Identity Provider
Overview
For the identity framework, we chose to use Azure AD B2C as our default identity provider. If you’d like to use another identity provider such as Azure AD or a different 3rd party tool, you can swap it out.
What does Azure AD B2C give us?
Azure AD B2C provides business-to-customer identity as a service. It enables you to easily authenticate users to your application using their preferred identity provider and is configurable to support a wide array of scenarios.
Configuration
Azure AD B2C has two methods of configuring the business logic that users follow to gain access to your application: User Flows and Custom Policies. User Flows are predefined and are configured directly through the Azure AD B2C Web Portal. Custom Policies are XML based configuration files that are uploaded to the Azure AD B2C tenant.

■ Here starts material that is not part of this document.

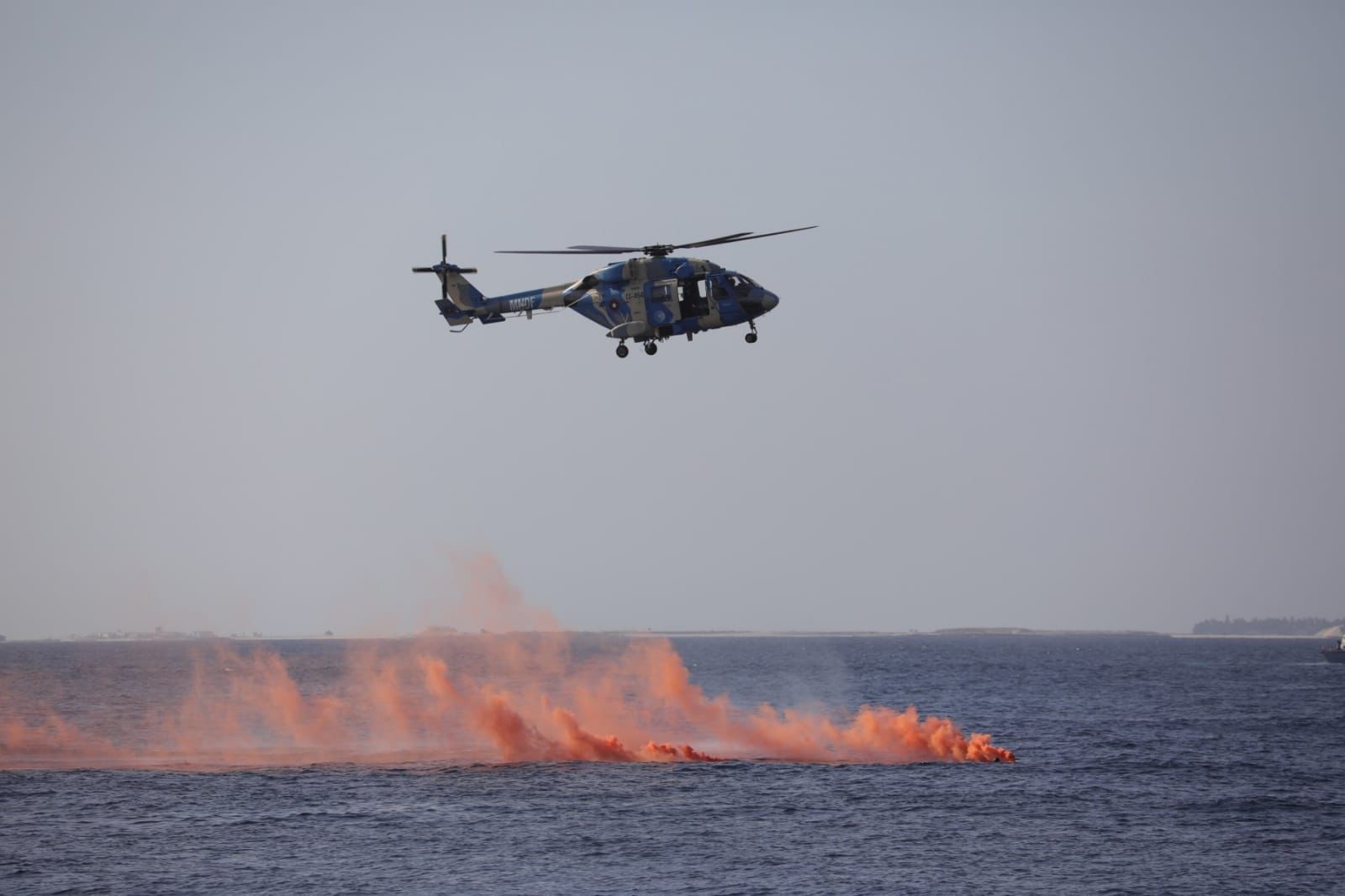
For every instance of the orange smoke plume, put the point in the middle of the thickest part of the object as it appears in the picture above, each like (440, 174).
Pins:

The ASDK project uses Custom Policies to configure the Azure AD B2C tenant. The XML configuration that gets deployed can be found under the Saas.IdentityProvider folder within the repo, and you can read more about how to configure custom policies here.
When deploying the Azure AD B2C Identity Provider via the instructions found in the Quick Start guide, Azure AD B2C is configured to do the following:
- Provide a hosted SignIn and SignUp page that users can be directed to
- Reach out to the SaaS.Permissions.Service upon a user signing in to fetch their application permissions and roles
You can change or extend the behavior of the Azure AD B2C tenant that gets deployed with ASDK to do things like collect more information during signup, force users to enroll in Multi-Factor Authentication (MFA), and much more by modifying the custom policies.

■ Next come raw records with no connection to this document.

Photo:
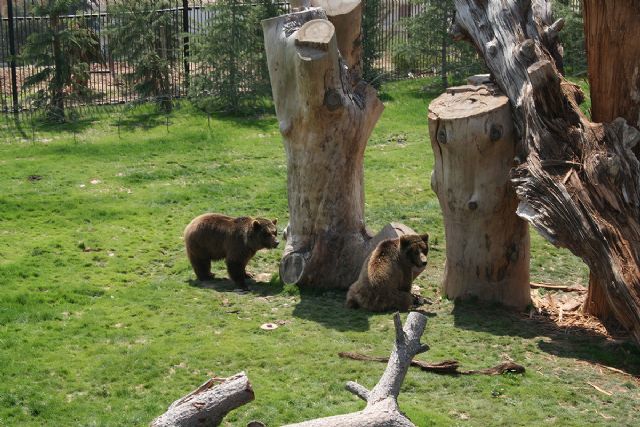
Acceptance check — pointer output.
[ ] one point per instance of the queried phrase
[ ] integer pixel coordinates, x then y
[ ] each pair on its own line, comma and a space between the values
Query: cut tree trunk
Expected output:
326, 114
579, 182
382, 401
471, 132
612, 39
208, 404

App Roles and Global Admin
We are using App Roles to grant users “Global Admin” capabilities for the application. This App Role should only be granted to staff users that need it to administrate ALL the tenants across the entire SaaS solution. These roles are stored directly in Azure AD B2C and are returned in the JWT token claims when the user signs in.
How do I add a user to the default Global Admin role?

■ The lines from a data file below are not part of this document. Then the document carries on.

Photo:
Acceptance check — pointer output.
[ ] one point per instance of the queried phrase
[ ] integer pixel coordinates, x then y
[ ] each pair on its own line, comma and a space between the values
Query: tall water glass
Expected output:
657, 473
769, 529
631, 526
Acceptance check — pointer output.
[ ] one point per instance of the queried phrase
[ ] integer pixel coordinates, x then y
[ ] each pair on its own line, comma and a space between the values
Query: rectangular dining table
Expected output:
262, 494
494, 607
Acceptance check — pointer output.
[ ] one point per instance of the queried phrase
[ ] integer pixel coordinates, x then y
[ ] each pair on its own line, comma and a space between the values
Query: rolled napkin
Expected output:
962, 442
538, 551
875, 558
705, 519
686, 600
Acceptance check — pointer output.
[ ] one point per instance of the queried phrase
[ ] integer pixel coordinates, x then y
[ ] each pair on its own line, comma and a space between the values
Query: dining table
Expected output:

If you followed our steps in the Quick Start, the user that created the Azure AD B2C tenant will be automatically added to this global admin role. Follow these steps if you’d like to add additional users:
-
Switch to your Azure AD B2C Tenant in the Azure portal
-
Navigate to the Azure Active Directory menu
-
Click “Enterprise Applications”
-
Under the “Application Type” dropdown, select “All Applications” and click “Apply”
-
Select the
asdk-admin-api
app -
Select “Users and Groups” from the menu on the left
-
Click “Add user/group”
-
Select the users you’d like to add to the app role
-
Click “Assign”
-
Repeat steps 5-9, but on the
asdk-b2c-web
app instead
Design Considerations and FAQ
-
Q: Why did we choose Azure AD B2C?
- A: We chose Azure AD B2C because in additional to authenticating with “local” accounts, it can be easily extended to support a wide array of other identity providers such as Azure AD, GitHub, and many more. See the documentation for details.
-
Q: Why did we choose custom policies over user flows?
- A: User Flows are predefined and meant for more basic use cases. Custom Policies provide more support for automating the setup and deployment of the Azure AD B2C configuration, and generally provide greater extensibility in the long term for more complicated scenarios.
-
Q: Why are we only using Azure AD B2C App Roles for global administrator permissions? Why did we choose to put the tenant permissions in a special API?
- A: App roles in Azure AD B2C are nice, but too many of them get extremely complicated to manage. You can absolutely achieve application tenant permissions using just app roles, but we wouldn’t reccomend it if you are going to have more than just a handful of tenants. That’s why we chose to separate the application tenant permissions into a special API/data store that gets called during the user login flow.